Peu d'humour dans ce roman, une ou deux saillies de-ci de-là :
"Péqueri s'empressa de prendre le chargement et monta les marches quatre à quatre.
- Tu parles d'une flèche ! Ils sont tous comme ça les nouveaux cette année ? ironisa Marini.
- Non, lui il est exceptionnel, il a un an d'avance..." (p.40)
Non, le ton est lourd, l'ambiance noire et glauque, le froid extrême de l'hiver 54 (celui de l'appel de l'Abbé Pierre qui l'a rendu célèbre) n'allège pas l'ensemble, au contraire. Le commissaire Bouvier se débat dans cette enquête dont il ne voit pas l'issue, il faut dire que dans la campagne du pays de Caux, les têtes sont dures et les gens taiseux (et on dit des Bretons, les Normands n'ont pas l'air en reste). Chacun sait une bribe -ou plusieurs- mais personne ne dit rien par peur des représailles de l'homme fort du canton, Gustave Malet qui est un type odieux (et le terme est faible). Bouvier patauge et sa vie personnelle n'est pas idyllique non plus, partagé qu'il est entre Clémence sa femme et Suzanne sa maîtresse. C'est aussi le moment ou surgit du passé un homme, Leperron, ancien milicien qui, pendant la guerre, a tout fait pour emprisonner Kléber et Clémence qui étaient dans la Résistance. Des révélations sur ses pratiques déstabilisent le couple Bouvier qui n'a pas particulièrement besoin de ça.
Un polar social et historique, drôlement bien fichu, bien écrit ce qui rajoute au plaisir de le lire, maîtrisé de bout en bout qui fourmille de considérations politiques, historiques, sociales, philosophiques : "Il existe un état supérieur à tout sentiment, dévorant les rêves, les envies, les joies, les peines, les êtres tout entier, un état tout puissant, invincible : la honte. Lorsqu'elle nous traque, on a beau user de subterfuges, brosser son âmes à l'eau bénite, la camoufler sous l'alcool, la jeter en pâture à la folie, la claquemurer dans l'oubli, elle finit toujours par nous anéantir, à l'aide d'une corde, d'une balle ou d'un précipice..." (p. 162). Un polar qui ne peut laisser indifférent, qui ne fait pas dans l'anecdotique, mais dans le lourd.

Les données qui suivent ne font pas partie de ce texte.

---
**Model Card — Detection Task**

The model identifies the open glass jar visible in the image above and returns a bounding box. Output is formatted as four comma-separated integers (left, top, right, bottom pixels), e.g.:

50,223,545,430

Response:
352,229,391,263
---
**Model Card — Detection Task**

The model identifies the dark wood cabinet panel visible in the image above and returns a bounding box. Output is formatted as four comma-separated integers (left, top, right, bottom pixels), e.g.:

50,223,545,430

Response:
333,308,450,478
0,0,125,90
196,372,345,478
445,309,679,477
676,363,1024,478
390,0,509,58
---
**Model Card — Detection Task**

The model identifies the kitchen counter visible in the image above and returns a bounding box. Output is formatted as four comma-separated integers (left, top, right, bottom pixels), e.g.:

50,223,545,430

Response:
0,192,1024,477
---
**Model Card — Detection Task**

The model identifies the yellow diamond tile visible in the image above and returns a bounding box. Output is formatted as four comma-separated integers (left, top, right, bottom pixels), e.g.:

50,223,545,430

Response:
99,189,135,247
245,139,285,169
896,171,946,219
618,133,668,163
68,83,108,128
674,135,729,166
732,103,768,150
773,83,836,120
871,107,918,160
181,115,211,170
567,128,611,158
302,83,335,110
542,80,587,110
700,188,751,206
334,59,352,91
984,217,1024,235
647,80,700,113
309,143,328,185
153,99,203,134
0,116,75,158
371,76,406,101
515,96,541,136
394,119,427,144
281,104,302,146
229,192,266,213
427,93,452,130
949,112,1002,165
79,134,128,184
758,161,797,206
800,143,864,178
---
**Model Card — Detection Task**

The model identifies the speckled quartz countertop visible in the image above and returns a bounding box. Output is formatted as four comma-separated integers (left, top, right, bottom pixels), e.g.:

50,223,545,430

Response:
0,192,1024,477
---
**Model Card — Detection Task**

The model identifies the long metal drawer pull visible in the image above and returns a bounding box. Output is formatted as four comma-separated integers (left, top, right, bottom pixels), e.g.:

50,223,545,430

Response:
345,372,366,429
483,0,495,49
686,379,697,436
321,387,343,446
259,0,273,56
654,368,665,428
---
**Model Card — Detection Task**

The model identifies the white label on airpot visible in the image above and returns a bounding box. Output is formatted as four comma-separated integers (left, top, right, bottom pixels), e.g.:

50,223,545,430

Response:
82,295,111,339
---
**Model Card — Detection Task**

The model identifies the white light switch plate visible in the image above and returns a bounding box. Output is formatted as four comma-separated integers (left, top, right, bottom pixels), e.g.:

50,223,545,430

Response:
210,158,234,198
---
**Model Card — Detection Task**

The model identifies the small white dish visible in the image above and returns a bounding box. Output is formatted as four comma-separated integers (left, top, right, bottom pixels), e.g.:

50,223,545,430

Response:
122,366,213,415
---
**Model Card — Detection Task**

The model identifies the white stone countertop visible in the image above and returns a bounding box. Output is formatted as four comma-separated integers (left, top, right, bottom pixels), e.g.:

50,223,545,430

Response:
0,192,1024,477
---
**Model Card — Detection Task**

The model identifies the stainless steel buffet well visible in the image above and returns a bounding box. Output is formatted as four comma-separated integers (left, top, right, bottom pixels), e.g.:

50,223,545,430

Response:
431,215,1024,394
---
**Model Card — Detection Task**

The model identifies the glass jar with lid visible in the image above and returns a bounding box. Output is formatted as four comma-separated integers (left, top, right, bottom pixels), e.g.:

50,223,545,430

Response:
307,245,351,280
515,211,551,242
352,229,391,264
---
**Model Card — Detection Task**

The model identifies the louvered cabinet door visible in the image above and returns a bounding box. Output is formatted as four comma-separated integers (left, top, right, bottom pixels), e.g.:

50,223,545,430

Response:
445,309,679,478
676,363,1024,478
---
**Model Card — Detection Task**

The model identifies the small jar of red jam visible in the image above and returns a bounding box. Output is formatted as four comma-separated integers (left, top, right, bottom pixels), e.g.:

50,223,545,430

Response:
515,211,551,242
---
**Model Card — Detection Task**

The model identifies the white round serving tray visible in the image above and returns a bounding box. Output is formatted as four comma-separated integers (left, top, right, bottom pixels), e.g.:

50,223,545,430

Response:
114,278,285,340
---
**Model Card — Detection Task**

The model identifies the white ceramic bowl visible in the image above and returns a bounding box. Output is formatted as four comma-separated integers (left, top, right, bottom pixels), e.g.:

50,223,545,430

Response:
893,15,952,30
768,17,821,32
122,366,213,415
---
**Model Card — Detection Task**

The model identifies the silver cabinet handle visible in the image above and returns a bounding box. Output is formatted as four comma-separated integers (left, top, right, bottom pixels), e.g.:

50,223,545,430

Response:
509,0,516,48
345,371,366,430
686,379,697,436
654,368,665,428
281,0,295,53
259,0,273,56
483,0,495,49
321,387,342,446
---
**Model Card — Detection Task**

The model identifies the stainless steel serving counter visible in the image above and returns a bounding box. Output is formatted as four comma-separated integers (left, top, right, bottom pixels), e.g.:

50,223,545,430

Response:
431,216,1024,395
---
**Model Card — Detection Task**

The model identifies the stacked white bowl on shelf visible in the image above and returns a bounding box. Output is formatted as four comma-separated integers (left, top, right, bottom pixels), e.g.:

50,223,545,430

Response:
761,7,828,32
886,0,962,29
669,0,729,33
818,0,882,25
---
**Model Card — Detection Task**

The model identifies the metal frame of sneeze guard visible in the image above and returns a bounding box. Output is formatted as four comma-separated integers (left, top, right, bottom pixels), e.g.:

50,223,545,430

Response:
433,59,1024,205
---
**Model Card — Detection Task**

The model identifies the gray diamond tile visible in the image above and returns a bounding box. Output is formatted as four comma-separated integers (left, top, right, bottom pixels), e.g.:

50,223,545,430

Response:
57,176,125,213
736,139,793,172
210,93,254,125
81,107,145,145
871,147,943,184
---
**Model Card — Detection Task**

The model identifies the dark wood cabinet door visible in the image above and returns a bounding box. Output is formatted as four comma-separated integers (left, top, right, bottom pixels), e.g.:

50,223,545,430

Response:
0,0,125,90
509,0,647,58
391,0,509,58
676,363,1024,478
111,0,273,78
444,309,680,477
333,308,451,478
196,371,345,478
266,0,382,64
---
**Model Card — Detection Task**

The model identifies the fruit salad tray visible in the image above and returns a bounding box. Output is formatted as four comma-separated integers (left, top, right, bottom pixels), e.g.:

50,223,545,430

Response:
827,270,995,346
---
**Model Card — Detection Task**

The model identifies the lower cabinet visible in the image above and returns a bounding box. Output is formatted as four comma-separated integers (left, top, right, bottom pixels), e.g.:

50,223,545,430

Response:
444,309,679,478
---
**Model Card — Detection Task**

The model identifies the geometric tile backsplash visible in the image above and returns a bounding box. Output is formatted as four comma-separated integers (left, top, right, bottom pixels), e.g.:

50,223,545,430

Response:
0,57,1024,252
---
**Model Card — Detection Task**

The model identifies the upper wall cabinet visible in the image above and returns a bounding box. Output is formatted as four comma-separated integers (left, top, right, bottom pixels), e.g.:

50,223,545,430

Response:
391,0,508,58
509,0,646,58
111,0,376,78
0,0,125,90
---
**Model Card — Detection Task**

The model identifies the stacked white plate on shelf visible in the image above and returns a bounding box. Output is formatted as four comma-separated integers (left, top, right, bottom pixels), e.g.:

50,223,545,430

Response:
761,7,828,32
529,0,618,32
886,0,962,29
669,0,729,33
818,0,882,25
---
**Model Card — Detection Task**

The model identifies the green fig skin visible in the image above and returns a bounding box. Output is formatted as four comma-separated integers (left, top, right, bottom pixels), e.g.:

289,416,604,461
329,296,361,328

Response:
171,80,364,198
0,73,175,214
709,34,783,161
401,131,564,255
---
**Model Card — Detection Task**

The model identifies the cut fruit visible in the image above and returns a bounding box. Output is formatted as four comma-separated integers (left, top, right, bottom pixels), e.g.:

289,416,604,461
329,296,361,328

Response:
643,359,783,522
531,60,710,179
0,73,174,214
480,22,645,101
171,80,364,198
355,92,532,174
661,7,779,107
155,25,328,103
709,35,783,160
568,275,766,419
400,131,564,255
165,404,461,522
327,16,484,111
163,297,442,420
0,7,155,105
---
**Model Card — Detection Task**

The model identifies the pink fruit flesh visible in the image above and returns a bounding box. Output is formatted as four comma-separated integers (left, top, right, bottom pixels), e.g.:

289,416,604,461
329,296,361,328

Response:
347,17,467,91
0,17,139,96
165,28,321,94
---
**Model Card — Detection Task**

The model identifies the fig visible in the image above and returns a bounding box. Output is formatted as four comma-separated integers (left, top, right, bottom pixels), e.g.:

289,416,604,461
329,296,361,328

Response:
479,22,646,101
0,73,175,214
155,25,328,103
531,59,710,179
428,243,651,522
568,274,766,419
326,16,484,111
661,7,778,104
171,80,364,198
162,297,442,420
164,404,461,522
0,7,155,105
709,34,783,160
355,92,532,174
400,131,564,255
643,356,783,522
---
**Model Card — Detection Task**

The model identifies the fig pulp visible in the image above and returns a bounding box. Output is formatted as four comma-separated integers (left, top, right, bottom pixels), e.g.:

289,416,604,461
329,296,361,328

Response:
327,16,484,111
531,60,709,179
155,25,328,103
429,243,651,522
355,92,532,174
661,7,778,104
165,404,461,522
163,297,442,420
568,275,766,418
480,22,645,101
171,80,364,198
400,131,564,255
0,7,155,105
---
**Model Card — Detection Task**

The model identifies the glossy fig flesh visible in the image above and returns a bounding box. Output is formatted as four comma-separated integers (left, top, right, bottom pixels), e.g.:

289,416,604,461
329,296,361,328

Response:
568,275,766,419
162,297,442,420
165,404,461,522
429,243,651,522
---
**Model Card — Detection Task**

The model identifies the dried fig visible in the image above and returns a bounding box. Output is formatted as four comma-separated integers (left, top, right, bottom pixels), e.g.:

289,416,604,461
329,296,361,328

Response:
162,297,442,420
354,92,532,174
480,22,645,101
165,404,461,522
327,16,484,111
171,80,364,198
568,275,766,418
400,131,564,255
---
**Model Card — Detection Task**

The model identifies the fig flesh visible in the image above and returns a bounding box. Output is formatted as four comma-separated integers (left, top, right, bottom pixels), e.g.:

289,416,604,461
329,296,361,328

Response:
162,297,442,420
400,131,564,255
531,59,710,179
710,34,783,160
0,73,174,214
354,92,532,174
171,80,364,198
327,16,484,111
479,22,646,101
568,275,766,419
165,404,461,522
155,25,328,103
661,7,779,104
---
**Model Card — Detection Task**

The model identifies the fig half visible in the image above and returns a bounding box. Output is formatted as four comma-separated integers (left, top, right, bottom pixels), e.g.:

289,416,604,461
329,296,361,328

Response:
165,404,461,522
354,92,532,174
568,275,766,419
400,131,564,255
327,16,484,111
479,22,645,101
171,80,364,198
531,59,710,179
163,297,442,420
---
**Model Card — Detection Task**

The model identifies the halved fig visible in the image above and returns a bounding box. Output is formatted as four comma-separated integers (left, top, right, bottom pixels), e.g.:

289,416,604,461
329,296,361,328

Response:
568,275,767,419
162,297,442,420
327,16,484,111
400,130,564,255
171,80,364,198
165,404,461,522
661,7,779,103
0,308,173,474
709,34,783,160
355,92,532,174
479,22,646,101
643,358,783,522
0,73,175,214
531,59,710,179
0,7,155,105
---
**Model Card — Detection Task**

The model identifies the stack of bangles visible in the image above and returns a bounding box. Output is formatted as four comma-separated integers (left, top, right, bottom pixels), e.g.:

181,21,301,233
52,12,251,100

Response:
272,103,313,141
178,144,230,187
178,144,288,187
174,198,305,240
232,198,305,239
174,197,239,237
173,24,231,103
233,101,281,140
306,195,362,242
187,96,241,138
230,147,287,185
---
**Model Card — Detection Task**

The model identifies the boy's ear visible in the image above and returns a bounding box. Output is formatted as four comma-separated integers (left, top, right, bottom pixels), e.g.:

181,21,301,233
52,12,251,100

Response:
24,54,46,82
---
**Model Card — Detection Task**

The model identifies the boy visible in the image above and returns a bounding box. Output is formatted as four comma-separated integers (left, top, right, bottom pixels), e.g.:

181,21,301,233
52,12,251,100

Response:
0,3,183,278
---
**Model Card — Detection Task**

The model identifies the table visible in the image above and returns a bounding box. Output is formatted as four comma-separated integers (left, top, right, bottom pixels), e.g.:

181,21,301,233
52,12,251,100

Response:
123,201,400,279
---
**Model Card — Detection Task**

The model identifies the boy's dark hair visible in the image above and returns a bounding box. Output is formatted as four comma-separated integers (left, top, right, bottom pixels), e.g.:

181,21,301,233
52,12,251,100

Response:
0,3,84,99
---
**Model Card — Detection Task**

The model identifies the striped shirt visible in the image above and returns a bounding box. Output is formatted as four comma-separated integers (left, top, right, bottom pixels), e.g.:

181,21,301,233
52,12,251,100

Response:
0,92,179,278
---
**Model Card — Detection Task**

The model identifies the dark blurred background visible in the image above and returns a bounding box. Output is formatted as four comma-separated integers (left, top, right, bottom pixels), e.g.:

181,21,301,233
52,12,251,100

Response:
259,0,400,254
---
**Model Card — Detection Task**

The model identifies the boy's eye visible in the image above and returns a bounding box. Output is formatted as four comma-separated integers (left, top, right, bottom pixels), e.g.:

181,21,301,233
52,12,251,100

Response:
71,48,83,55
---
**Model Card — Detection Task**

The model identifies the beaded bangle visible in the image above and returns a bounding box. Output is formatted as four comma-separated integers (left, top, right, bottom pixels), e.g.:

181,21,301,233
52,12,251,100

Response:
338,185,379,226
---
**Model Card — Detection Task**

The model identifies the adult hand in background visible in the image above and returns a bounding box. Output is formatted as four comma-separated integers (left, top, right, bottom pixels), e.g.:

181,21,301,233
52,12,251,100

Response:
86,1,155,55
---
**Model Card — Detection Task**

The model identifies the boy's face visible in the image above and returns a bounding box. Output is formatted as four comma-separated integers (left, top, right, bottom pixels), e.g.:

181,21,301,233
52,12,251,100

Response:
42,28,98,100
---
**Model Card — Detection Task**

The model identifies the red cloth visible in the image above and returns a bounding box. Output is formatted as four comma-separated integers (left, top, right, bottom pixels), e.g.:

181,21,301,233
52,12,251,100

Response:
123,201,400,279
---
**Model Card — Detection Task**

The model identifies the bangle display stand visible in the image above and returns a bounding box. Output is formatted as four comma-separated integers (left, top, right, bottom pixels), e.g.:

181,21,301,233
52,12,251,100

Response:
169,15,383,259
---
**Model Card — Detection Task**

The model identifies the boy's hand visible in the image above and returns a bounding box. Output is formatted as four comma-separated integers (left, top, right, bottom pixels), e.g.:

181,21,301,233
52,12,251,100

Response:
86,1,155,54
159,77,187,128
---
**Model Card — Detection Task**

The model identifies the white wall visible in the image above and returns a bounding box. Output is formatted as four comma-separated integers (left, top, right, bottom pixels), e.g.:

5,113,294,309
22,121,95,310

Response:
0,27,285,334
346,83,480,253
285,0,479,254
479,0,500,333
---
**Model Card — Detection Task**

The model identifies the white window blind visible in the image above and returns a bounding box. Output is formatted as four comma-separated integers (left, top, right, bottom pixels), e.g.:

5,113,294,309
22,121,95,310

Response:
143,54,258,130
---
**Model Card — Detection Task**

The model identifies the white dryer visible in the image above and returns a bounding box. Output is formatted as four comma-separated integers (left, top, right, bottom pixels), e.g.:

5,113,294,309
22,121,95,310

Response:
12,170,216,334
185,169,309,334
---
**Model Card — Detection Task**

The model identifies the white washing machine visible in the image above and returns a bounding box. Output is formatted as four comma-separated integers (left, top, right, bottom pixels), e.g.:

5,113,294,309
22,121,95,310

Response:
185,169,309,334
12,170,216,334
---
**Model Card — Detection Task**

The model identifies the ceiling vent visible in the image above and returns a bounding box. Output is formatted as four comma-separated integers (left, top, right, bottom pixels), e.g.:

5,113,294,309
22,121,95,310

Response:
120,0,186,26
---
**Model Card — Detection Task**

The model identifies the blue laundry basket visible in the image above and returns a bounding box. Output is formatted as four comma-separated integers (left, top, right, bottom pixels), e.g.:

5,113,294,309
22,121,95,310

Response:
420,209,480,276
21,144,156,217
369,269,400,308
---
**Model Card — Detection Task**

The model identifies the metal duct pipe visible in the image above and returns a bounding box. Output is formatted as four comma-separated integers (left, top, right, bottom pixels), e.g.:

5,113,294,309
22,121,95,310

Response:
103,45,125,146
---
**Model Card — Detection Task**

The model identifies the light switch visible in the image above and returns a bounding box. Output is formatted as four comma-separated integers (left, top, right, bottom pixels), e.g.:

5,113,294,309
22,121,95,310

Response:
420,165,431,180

Faites connaissance avec Kléber Bouvier, vous ne le regretterez pas, et même si je puis me permettre un conseil, comme il n'en est qu'à deux enquêtes, commencez par la première -Les communiants de Rouen- et continuez avec celle-ci, La part du mal ; n'hésitez pas, vous ne prenez qu'un risque, celui de vouloir le suivre dans ses autres aventures.
En plus, le livre est en format poche, comme toujours chez Ravet-Anceau, pratique donc sur la plage ou dans les transports en commun pour ceux qui ont déjà repris le travail.